Market Overview

Across the U.S., Virtual Student Protests Erupt in Classrooms


NEW YORK, Oct. 27, 2020 /PRNewswire/ -- Over the past week students and allies of the Raise Your Hand movement for educational justice have staged virtual protests in online classes across the country to raise awareness of the gross inequities in America's school systems that disproportionately impact low-income and BIPOC communities. Youth and adults alike have replaced their profile photos and virtual backgrounds with demands for drastic education reform. These online protests hope to drive public accountability for educational justice during a crowded election newscycle.

"Inequities and opportunity gaps have long been accepted as the norms in our schools and the COVID-19 pandemic have made them worse," said Mohan Sivaloganathan, CEO of the education non-profit Our Turn, whose students are leading the movement. "This situation stands in opposition to the country's ideals around education, so students are seizing this moment to place us on the right track."

These protests for educational justice come during a third wave of COVID-19 cases that are closing hundreds of schools that had attempted in-person classes.

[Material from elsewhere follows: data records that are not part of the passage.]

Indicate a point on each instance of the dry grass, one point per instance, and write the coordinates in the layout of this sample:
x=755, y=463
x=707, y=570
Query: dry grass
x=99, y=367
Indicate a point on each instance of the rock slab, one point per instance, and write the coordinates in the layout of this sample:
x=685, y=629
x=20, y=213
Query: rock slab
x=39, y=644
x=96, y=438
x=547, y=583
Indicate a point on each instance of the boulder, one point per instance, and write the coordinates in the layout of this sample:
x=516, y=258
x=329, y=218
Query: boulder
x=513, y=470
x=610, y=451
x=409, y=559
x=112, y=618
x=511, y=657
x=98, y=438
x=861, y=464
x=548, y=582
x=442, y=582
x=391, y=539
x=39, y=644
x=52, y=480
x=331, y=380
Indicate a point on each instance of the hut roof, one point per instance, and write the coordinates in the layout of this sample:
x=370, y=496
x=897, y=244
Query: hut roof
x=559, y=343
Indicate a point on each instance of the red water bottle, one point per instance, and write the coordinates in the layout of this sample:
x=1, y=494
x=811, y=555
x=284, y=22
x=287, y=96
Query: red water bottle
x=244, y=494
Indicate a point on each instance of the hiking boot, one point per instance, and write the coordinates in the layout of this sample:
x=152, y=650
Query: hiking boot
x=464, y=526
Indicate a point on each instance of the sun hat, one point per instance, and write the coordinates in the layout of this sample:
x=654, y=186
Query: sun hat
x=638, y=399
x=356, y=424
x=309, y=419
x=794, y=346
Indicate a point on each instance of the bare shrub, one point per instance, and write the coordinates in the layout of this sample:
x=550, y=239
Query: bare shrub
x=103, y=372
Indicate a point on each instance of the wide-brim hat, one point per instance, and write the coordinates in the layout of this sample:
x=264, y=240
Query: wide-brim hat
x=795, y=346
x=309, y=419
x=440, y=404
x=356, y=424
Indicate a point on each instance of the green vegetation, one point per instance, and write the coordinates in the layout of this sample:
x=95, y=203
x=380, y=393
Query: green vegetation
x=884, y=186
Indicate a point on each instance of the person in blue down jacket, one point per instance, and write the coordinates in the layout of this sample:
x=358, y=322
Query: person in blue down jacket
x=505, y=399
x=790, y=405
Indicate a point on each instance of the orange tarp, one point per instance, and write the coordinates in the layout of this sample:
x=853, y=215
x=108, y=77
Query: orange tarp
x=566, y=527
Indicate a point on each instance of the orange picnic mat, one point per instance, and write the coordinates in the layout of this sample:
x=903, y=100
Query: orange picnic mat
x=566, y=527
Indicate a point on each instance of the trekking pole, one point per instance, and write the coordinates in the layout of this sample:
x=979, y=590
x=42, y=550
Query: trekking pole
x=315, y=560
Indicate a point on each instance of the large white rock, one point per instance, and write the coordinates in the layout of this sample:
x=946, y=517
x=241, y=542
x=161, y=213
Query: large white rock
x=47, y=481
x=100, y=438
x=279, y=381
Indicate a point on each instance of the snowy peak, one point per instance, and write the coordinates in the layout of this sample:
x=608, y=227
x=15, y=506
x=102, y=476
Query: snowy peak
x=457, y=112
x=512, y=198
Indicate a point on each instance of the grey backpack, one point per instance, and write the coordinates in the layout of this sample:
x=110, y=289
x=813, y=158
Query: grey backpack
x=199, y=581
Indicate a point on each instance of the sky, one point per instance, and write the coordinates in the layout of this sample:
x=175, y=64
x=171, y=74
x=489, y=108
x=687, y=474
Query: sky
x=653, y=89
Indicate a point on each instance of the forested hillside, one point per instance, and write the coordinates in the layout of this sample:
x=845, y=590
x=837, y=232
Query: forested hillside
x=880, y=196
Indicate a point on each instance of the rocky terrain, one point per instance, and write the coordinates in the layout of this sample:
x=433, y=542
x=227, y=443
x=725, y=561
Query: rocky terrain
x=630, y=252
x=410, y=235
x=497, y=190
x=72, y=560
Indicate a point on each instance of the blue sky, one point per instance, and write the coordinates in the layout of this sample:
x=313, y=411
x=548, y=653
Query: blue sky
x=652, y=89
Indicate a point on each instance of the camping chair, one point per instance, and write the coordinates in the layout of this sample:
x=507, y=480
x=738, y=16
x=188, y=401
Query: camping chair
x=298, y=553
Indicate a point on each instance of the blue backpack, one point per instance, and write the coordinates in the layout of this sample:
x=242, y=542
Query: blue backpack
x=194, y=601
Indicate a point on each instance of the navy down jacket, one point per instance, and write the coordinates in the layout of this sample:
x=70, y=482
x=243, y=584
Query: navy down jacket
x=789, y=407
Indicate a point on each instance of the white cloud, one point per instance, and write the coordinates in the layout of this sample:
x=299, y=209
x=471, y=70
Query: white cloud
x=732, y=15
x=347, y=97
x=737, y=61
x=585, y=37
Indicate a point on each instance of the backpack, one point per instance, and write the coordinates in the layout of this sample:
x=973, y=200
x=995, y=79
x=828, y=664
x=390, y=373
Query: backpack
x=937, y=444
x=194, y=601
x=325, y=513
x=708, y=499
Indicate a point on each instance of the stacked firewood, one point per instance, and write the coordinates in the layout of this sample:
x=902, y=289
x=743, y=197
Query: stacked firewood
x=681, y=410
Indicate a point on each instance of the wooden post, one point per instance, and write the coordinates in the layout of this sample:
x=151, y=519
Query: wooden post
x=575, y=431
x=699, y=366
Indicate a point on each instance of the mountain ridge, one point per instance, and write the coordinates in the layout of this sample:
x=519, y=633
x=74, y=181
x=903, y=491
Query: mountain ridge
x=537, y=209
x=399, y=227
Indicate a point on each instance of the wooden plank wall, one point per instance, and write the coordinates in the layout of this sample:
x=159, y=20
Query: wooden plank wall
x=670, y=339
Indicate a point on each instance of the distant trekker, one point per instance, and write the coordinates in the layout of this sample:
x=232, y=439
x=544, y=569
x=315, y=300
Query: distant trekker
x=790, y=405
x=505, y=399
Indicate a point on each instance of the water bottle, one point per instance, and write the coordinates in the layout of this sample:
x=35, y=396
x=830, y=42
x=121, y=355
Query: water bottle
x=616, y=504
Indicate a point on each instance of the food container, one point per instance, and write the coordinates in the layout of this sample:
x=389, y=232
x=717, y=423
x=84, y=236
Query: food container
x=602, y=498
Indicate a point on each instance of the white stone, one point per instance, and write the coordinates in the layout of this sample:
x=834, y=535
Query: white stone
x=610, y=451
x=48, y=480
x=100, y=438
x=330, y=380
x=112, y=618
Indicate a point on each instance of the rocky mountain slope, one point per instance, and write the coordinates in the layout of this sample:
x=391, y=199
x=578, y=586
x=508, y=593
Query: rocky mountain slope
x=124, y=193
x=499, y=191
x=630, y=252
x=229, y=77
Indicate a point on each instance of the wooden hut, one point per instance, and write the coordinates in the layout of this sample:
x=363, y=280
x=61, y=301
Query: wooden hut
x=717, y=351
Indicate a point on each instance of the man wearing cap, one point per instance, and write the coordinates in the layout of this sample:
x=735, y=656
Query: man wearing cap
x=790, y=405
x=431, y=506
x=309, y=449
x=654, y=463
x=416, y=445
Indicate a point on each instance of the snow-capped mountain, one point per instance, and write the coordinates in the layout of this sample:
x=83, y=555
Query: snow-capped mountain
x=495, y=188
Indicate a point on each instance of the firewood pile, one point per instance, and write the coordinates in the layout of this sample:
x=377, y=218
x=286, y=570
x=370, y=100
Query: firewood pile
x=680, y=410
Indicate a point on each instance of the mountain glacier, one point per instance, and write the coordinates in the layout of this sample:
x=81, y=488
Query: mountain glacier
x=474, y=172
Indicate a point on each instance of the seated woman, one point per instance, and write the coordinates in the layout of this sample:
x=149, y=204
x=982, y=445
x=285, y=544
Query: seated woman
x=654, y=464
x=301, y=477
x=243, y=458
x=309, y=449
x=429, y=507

Many students across the country already suffer from a lack of proper technology and internet access to adapt to online learning, exposing the lack of an equitable infrastructure across various school districts and communities.

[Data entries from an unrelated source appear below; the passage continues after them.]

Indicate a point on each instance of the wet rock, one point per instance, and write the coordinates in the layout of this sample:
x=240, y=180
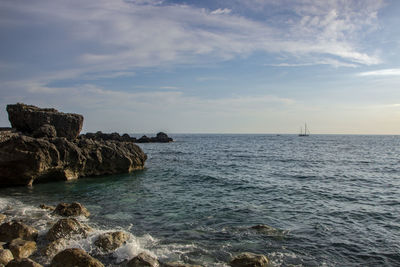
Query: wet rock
x=28, y=119
x=47, y=207
x=46, y=130
x=73, y=209
x=5, y=256
x=23, y=263
x=74, y=257
x=65, y=228
x=111, y=241
x=143, y=260
x=15, y=229
x=21, y=248
x=248, y=259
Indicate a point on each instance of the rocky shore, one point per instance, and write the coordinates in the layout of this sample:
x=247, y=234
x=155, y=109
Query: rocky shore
x=57, y=242
x=44, y=145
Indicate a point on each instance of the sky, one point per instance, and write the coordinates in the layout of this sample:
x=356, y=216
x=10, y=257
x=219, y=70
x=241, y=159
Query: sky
x=210, y=66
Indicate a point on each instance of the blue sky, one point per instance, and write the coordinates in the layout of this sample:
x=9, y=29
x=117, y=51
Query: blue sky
x=255, y=66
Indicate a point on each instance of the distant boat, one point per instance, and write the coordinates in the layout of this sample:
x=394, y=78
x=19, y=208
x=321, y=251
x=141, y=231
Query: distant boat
x=306, y=131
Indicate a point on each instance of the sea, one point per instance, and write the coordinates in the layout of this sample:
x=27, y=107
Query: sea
x=322, y=200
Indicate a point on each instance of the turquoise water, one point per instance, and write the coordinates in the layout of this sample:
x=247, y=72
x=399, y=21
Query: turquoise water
x=333, y=200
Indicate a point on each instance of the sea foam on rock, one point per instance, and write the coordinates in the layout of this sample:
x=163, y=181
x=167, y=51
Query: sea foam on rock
x=35, y=154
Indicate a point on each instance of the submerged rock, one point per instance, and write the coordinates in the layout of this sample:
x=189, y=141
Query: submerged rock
x=65, y=228
x=15, y=229
x=143, y=260
x=5, y=256
x=248, y=259
x=73, y=209
x=74, y=257
x=111, y=241
x=23, y=263
x=28, y=119
x=22, y=248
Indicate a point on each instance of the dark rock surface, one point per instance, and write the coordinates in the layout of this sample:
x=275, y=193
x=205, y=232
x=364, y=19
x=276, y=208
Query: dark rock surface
x=28, y=119
x=25, y=159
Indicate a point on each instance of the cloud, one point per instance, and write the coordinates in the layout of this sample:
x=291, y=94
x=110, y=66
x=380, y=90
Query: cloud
x=384, y=72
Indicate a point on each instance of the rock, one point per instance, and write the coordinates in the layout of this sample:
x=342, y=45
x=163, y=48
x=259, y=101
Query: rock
x=248, y=259
x=2, y=217
x=28, y=119
x=5, y=256
x=73, y=209
x=15, y=229
x=143, y=260
x=21, y=248
x=111, y=241
x=74, y=257
x=23, y=263
x=47, y=207
x=46, y=130
x=65, y=228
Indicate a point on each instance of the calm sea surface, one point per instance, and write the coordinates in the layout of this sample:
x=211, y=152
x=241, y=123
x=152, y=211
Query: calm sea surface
x=330, y=200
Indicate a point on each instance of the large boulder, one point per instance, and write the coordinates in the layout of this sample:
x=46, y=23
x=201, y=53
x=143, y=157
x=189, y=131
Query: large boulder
x=15, y=229
x=73, y=209
x=143, y=260
x=22, y=248
x=248, y=259
x=28, y=119
x=111, y=241
x=66, y=228
x=74, y=257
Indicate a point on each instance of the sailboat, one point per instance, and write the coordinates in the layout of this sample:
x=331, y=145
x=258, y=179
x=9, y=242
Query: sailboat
x=306, y=131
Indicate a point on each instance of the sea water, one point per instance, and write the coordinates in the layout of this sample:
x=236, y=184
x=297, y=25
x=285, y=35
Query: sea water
x=325, y=200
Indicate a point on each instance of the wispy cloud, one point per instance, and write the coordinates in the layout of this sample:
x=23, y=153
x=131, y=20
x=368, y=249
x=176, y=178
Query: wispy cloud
x=383, y=72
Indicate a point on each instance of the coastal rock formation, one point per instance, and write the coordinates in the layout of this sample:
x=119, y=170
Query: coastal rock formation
x=73, y=209
x=23, y=263
x=36, y=155
x=28, y=119
x=143, y=260
x=21, y=248
x=248, y=259
x=111, y=241
x=65, y=228
x=74, y=257
x=13, y=230
x=5, y=256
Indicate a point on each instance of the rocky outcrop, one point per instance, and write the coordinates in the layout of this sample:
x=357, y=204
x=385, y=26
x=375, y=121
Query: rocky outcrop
x=74, y=257
x=143, y=260
x=35, y=155
x=15, y=229
x=66, y=228
x=30, y=119
x=73, y=209
x=248, y=259
x=111, y=241
x=21, y=248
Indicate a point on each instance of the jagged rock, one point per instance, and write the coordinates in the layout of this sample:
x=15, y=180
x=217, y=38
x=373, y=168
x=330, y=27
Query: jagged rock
x=74, y=257
x=47, y=207
x=21, y=248
x=28, y=119
x=248, y=259
x=73, y=209
x=111, y=241
x=65, y=228
x=178, y=264
x=143, y=260
x=5, y=256
x=14, y=229
x=23, y=263
x=46, y=130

The online protests will culminate in the first-ever series of "Virtual Protests" starting in Denver from October 27 through October 29. For three days the Raise Your Hand Truck will be live broadcasting students across the country as they lay out a grassroots platform for ensuring opportunity and justice in education. Ranging from the decolonization of school curriculums to equitable funding, the Raise Your Hand Student Demands are meant to set a vision and precedent for how to rebuild America's education system. Young leaders across the country will be trained and mobilized to ensure the student demands are adopted in every state.

The first step, student activist Jocelyne Asturias of Los Angeles says, is to elevate the voices of students, especially BIPOC students who are too often left out of decisions that greatly impact their school experience.

"We've been long overdue for an education that is inclusive of students from all respective backgrounds. It's time our voices are heard."